ETFs often sport lower expense ratios than their mutual fund cousins. The retail ETF's expense ratio -- its annual fee -- is a relatively low 0.35%. The fund is fairly small, too, so if you're thinking of buying, beware of occasionally large spreads between its bid and ask prices. Consider using a limit order if you want to buy in.
This ETF doesn't have much of a performance history, as it's very new -- the result of an overhauled and discontinued Retail HOLDR. It's the future that counts most, though, and whether you're bullish on its components. As with most investments, of course, we can't expect outstanding performances in every quarter or year. Investors with conviction need to wait for their holdings to deliver.
What's in it?
Some retail companies had strong performances over the past year. Sysco (NYSE: SYY ) , which surged 16%, may not come to mind as a retail company, but as America's food distribution titan, it keeps restaurants, hotels, and food retailers running. Business has slowed recently, due in part to rising food prices and slowing restaurant traffic. Still, it's a dividend titan, and has been able to maintain its profit margins while cutting costs. The recent drought that's hiking corn prices is a concern, though, and food-price inflation in general can hurt the company by putting pressure on profit margins.
Other companies didn't do quite as well last year, but could see their fortunes change in the coming years. Walgreen (NYSE: WAG ) advanced 6%, finally having reconciled with pharmacy benefits manager Express Scripts. The severing of that relationship cost Walgreen gobs of customers and billions of dollars. With Express Scripts acquiring Medco Health, another massive pharmacy benefits manager, it's more important than ever for both Walgreen and CVS to have strong deals with it. Walgreen's 3.1% dividend is a big draw for investors, and some are hopeful about its expansion abroad, such as via its $6.7 billion investment in Europe's Alliance Boots drugstore chain.
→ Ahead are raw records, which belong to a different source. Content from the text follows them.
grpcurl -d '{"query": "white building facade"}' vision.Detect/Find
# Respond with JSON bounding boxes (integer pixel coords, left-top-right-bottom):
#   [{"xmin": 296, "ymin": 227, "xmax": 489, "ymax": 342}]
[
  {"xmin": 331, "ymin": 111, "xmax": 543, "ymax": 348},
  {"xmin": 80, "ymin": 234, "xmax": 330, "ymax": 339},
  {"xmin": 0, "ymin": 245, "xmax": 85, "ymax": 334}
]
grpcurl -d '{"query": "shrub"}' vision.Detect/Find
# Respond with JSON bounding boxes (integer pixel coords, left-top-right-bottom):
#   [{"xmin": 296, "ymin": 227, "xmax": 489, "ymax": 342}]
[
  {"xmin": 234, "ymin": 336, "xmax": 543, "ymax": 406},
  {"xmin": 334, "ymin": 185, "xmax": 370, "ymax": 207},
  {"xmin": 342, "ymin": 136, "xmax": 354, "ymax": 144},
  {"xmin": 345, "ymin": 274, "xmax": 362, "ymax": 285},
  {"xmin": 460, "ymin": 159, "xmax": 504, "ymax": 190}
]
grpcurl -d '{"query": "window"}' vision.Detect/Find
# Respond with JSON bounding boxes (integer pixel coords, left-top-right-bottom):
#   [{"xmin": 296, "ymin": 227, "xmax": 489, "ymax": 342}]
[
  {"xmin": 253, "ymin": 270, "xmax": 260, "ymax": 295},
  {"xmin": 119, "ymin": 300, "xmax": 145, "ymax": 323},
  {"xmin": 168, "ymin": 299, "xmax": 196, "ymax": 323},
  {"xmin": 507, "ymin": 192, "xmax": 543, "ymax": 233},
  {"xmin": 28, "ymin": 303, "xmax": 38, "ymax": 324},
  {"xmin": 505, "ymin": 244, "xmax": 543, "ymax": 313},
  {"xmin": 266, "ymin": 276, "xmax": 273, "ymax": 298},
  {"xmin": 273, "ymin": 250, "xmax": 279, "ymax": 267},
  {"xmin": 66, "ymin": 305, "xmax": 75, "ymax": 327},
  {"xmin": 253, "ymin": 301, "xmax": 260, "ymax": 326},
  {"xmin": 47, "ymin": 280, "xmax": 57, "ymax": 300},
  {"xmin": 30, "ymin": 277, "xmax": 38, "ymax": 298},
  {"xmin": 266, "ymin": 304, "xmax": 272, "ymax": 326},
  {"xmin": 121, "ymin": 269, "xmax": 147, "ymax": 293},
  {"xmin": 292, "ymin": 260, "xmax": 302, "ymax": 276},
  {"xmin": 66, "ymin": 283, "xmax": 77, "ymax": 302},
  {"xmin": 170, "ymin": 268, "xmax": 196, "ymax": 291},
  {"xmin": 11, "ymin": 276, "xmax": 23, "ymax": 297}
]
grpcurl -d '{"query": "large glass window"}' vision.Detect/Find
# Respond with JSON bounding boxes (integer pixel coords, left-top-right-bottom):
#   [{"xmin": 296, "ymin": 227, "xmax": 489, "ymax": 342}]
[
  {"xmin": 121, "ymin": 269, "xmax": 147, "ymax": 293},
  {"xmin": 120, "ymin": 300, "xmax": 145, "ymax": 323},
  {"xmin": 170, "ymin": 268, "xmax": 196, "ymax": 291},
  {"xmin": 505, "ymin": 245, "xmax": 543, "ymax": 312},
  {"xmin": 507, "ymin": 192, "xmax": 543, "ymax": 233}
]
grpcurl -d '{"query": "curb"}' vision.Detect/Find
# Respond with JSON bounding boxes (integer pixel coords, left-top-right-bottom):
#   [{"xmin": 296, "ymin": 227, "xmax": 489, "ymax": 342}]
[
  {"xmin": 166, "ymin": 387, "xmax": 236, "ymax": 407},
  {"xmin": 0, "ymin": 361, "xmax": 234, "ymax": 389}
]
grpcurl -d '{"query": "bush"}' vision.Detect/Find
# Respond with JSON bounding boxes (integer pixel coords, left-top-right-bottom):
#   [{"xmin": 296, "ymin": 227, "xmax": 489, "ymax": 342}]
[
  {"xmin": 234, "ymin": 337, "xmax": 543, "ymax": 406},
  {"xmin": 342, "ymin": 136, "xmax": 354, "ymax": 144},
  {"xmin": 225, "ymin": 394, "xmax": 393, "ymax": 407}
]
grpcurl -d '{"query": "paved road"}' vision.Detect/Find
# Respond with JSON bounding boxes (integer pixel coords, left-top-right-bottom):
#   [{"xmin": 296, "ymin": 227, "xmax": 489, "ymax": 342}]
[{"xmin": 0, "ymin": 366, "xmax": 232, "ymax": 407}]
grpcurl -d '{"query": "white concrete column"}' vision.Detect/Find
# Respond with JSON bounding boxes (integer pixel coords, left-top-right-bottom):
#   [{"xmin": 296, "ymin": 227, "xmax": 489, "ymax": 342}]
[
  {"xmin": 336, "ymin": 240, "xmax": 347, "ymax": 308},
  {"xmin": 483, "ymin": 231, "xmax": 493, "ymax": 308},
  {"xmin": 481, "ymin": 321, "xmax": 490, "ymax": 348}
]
Netflix (Nasdaq: NFLX ) plunged 74%, with management blunders freaking investors out as a Qwikster service was announced and then canceled, and price increases were seen as too severe. The company is still trying to steer more customers toward its more lucrative streaming service, which is smart, but it's also facing some strong competitors. It's expanding internationally, but that may not deliver much of a boost to its bottom line anytime soon, in part because Netflix is still spending big bucks to widen its catalog.
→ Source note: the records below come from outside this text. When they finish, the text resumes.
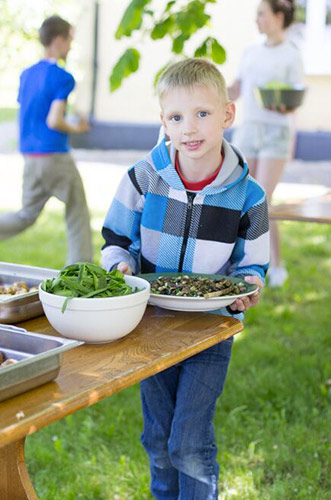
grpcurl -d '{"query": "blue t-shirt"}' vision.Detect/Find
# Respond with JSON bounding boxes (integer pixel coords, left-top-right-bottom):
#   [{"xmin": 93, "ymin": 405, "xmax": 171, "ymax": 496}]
[{"xmin": 18, "ymin": 60, "xmax": 75, "ymax": 153}]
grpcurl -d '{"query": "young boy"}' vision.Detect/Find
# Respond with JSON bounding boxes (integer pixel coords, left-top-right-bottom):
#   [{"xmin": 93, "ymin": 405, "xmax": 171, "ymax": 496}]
[
  {"xmin": 102, "ymin": 59, "xmax": 269, "ymax": 500},
  {"xmin": 0, "ymin": 16, "xmax": 92, "ymax": 264}
]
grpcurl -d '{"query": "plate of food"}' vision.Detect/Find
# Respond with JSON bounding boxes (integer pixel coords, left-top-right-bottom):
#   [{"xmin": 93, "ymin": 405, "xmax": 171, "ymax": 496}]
[
  {"xmin": 257, "ymin": 82, "xmax": 306, "ymax": 111},
  {"xmin": 140, "ymin": 273, "xmax": 258, "ymax": 312}
]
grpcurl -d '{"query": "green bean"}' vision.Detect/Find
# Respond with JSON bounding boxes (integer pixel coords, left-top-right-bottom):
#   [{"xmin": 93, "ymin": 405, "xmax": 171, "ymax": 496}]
[{"xmin": 41, "ymin": 262, "xmax": 137, "ymax": 312}]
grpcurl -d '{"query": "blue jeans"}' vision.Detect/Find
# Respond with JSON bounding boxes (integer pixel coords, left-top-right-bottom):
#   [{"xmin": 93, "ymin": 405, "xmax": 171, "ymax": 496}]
[{"xmin": 140, "ymin": 337, "xmax": 233, "ymax": 500}]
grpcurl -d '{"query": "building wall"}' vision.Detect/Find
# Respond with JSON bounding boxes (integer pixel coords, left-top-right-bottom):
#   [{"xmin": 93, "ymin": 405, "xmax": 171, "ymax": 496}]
[{"xmin": 75, "ymin": 0, "xmax": 331, "ymax": 130}]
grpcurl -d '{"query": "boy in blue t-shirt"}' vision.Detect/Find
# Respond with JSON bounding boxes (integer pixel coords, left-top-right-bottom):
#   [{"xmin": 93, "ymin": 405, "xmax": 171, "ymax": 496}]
[
  {"xmin": 102, "ymin": 59, "xmax": 269, "ymax": 500},
  {"xmin": 0, "ymin": 16, "xmax": 92, "ymax": 264}
]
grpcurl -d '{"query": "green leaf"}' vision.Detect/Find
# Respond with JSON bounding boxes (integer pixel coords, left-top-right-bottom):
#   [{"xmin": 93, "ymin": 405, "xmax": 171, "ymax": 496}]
[
  {"xmin": 171, "ymin": 34, "xmax": 189, "ymax": 54},
  {"xmin": 151, "ymin": 16, "xmax": 174, "ymax": 40},
  {"xmin": 194, "ymin": 38, "xmax": 208, "ymax": 57},
  {"xmin": 164, "ymin": 0, "xmax": 176, "ymax": 12},
  {"xmin": 211, "ymin": 38, "xmax": 226, "ymax": 64},
  {"xmin": 109, "ymin": 48, "xmax": 140, "ymax": 92},
  {"xmin": 115, "ymin": 0, "xmax": 151, "ymax": 40},
  {"xmin": 153, "ymin": 62, "xmax": 170, "ymax": 89}
]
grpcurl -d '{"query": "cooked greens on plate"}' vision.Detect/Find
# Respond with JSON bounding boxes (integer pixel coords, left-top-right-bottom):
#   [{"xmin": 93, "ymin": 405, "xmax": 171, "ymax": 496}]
[{"xmin": 151, "ymin": 275, "xmax": 248, "ymax": 299}]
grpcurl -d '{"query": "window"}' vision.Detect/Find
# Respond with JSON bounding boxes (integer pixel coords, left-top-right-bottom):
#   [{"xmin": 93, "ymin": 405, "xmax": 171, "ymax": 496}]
[{"xmin": 289, "ymin": 0, "xmax": 331, "ymax": 75}]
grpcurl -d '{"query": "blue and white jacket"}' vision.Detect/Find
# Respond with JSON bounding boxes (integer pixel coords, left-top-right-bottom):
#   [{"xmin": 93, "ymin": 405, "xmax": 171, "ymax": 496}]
[{"xmin": 102, "ymin": 140, "xmax": 269, "ymax": 281}]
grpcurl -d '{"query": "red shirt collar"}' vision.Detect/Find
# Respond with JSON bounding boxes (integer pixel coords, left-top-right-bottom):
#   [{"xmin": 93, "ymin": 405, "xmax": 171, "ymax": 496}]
[{"xmin": 175, "ymin": 151, "xmax": 224, "ymax": 191}]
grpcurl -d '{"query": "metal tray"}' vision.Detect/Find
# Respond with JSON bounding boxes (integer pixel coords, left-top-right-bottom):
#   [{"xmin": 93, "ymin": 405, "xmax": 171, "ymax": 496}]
[
  {"xmin": 0, "ymin": 324, "xmax": 84, "ymax": 401},
  {"xmin": 0, "ymin": 262, "xmax": 59, "ymax": 323}
]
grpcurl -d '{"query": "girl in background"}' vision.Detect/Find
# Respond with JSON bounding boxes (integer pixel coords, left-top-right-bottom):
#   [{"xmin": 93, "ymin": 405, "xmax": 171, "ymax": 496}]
[{"xmin": 228, "ymin": 0, "xmax": 304, "ymax": 287}]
Best Buy (NYSE: BBY ) sank 23%, but some worry that it might sink much deeper. Its recent disappointing quarter featured profits down 90%, in part due to store closings. The company didn't pounce on founder Richard Schulze's offer to buy the company, and its future is now more uncertain.
The big picture
Demand for retail isn't going away anytime soon. A well-chosen ETF can grant you instant diversification across any industry or group of companies -- and make investing in and profiting from it that much easier.